The sentiment was echoed by fellow panelist Greg Morse, director of policy and planning for Vermont Gas.
Eric Schiffer, principal marketing strategist for Detroit-based DTE Gas Co., offered some perspective as well, noting that current prices – while higher than last year – still are far lower than what had been projected five to 10 years ago.
He also highlighted that winter 2021 gas prices were the lowest they’d been since the 1990s, “so let’s take this with a grain of salt.”
DTE Gas Co. is a predominantly pure-play gas utility, with about 90% of earnings coming from its regulated business. It serves about 1.3 million natural gas customers in Michigan.
All five participants on the panel indicated they use natural gas price indexes published by price reporting agencies such as NGI as part of their gas procurement processes. Payne said CF conducts transactions in both the physical and financial natural gas markets. Colombo said his team at Dominion conducts physical-only transactions in Ohio, but uses the physical and financial markets in West Virginia.
The other panelists said they transact mostly or entirely in the physical market.
Four of the panelists said that all or substantially all of their gas purchases are tied to some type of natural gas price index, with a mix of prompt-month, prompt-season, and multiyear terms.

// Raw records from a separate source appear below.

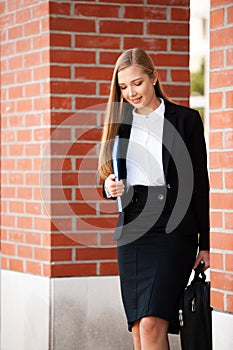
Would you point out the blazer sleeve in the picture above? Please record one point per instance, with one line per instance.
(198, 153)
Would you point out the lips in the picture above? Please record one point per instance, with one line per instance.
(136, 100)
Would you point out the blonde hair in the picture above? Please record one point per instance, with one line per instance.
(116, 104)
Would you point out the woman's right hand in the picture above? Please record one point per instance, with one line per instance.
(114, 187)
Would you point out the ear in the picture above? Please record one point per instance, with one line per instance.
(155, 77)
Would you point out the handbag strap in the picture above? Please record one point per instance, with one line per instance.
(199, 270)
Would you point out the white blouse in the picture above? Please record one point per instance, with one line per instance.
(144, 156)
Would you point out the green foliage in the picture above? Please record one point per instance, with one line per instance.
(197, 81)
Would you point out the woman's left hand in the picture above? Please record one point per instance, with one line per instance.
(204, 256)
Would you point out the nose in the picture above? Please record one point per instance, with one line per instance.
(131, 91)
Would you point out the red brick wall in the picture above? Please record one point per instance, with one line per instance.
(221, 152)
(25, 110)
(57, 62)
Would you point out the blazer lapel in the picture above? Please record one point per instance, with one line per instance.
(124, 135)
(169, 128)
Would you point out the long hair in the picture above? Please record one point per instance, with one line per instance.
(116, 103)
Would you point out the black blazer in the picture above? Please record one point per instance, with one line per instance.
(185, 169)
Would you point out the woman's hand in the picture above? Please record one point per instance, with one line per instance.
(114, 187)
(203, 256)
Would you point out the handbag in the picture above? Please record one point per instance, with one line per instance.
(195, 313)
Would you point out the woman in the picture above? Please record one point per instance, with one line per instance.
(164, 190)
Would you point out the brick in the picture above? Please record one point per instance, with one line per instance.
(32, 149)
(62, 254)
(121, 27)
(158, 44)
(228, 140)
(222, 280)
(229, 262)
(221, 37)
(229, 303)
(216, 219)
(61, 224)
(229, 99)
(42, 254)
(90, 102)
(15, 63)
(72, 25)
(42, 41)
(158, 28)
(180, 14)
(146, 12)
(106, 239)
(60, 239)
(32, 238)
(229, 57)
(228, 220)
(216, 179)
(61, 102)
(15, 32)
(56, 8)
(40, 10)
(216, 59)
(8, 49)
(69, 270)
(95, 254)
(87, 194)
(104, 89)
(73, 87)
(108, 57)
(62, 72)
(221, 200)
(218, 3)
(217, 18)
(172, 60)
(216, 261)
(221, 78)
(96, 10)
(23, 15)
(63, 40)
(24, 76)
(180, 45)
(16, 265)
(87, 178)
(230, 15)
(86, 164)
(170, 2)
(103, 223)
(220, 240)
(229, 179)
(95, 41)
(40, 73)
(31, 28)
(221, 120)
(216, 140)
(221, 160)
(16, 207)
(33, 267)
(217, 299)
(216, 99)
(24, 251)
(109, 268)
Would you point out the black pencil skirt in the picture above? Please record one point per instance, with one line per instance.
(154, 267)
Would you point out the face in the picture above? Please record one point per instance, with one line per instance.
(137, 88)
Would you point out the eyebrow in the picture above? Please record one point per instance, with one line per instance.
(132, 81)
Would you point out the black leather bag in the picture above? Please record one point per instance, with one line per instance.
(195, 314)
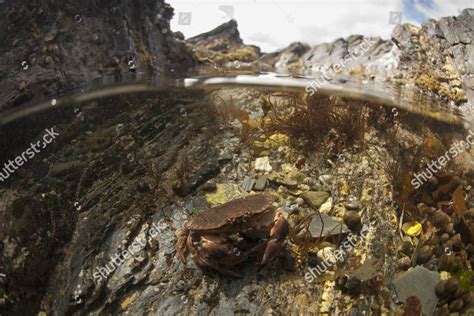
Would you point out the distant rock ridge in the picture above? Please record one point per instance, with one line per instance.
(437, 57)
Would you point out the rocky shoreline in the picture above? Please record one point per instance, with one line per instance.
(124, 165)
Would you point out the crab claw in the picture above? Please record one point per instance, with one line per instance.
(278, 233)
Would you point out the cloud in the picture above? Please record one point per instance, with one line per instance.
(311, 21)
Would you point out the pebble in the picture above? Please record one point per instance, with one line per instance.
(440, 219)
(404, 263)
(440, 289)
(451, 287)
(209, 187)
(261, 183)
(470, 249)
(445, 262)
(406, 248)
(248, 183)
(353, 221)
(315, 198)
(424, 255)
(353, 205)
(456, 305)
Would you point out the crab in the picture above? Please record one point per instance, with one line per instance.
(206, 236)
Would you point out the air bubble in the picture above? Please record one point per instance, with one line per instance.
(77, 112)
(131, 65)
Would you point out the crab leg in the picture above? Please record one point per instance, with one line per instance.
(201, 259)
(181, 244)
(278, 233)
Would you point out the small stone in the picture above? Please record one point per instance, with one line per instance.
(315, 198)
(406, 248)
(209, 187)
(444, 238)
(449, 229)
(421, 283)
(327, 206)
(468, 299)
(470, 249)
(440, 289)
(261, 183)
(424, 255)
(353, 285)
(452, 285)
(353, 221)
(445, 262)
(442, 311)
(353, 205)
(456, 305)
(454, 242)
(404, 263)
(294, 209)
(440, 219)
(263, 164)
(328, 227)
(299, 201)
(248, 183)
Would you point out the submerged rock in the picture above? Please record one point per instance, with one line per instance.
(315, 198)
(421, 283)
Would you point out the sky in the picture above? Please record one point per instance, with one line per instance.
(275, 24)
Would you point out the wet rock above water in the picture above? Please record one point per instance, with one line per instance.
(47, 48)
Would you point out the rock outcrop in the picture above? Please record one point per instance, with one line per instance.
(50, 48)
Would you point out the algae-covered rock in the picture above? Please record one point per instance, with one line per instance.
(224, 193)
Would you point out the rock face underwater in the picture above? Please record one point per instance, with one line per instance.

Schiffer was the exception, explaining that about 75% of DTE Gas purchases are conducted via negotiated fixed-price contracts for a delivery term of up to two years, and that the remaining 25% are conducted for month-ahead delivery and tied to some type of index.
All participants said that day-ahead gas purchases are rare in their roles.
The panelists all said their respective firms managed to avoid any material supply cuts or force majeure events during Winter Storm Uri in February, citing their diverse supplier portfolios and access to ample natural gas storage.
Asked to rate their confidence in natural gas price indexes on a scale of one to five with five being the highest, all five panelists said they would rate it as a five.
Payne said the natural gas industry enjoys “an embarrassment of riches in terms of price data,” explaining, “There are a lot of other commodities that don’t have as much visibility or frequency” in terms of access to price movements.
Greening the Gas Mix
Dave Janisse, manager of gas supply for Enbridge Gas Inc., said the firm does not expect to make major changes to its supply portfolio because of surging prices.
Any changes in that portfolio, he said, rather will be driven by environmental, social and governance (ESG) factors such as ensuring the supply of responsibly sourced gas (RSG), renewable natural gas (RNG) and hydrogen.
Ontario-based Enbridge Gas Inc. (a subsidiary of Enbridge Inc.) is the largest natural gas utility in North America in terms of volume sendout, and is the owner/operator of the 281 Bcf Dawn natural gas storage facility and the over 7.5 Bcf/d Dawn-Parkway transmission system.
Morse, meanwhile, said Vermont Gas already has RSG and RNG in its portfolio. While these products are not yet flowing to the utility’s customers, he said Vermont Gas is using them to offset its own greenhouse gas emissions.
The company will likely increasingly rely on virtual pipelines, i.e. trucks, to source future supply of natural gas, RSG and RNG, he said.
CF also is looking to promote development of the hydrogen economy through low-carbon production of ammonia and hydrogen, Payne said.
“Ammonia is a critical enabler for the storage and transport of hydrogen and can also be a clean fuel in its own right,” CF said in April upon announcing a contract to build a 20 MW alkaline water electrolysis plant at the Donaldsonville complex.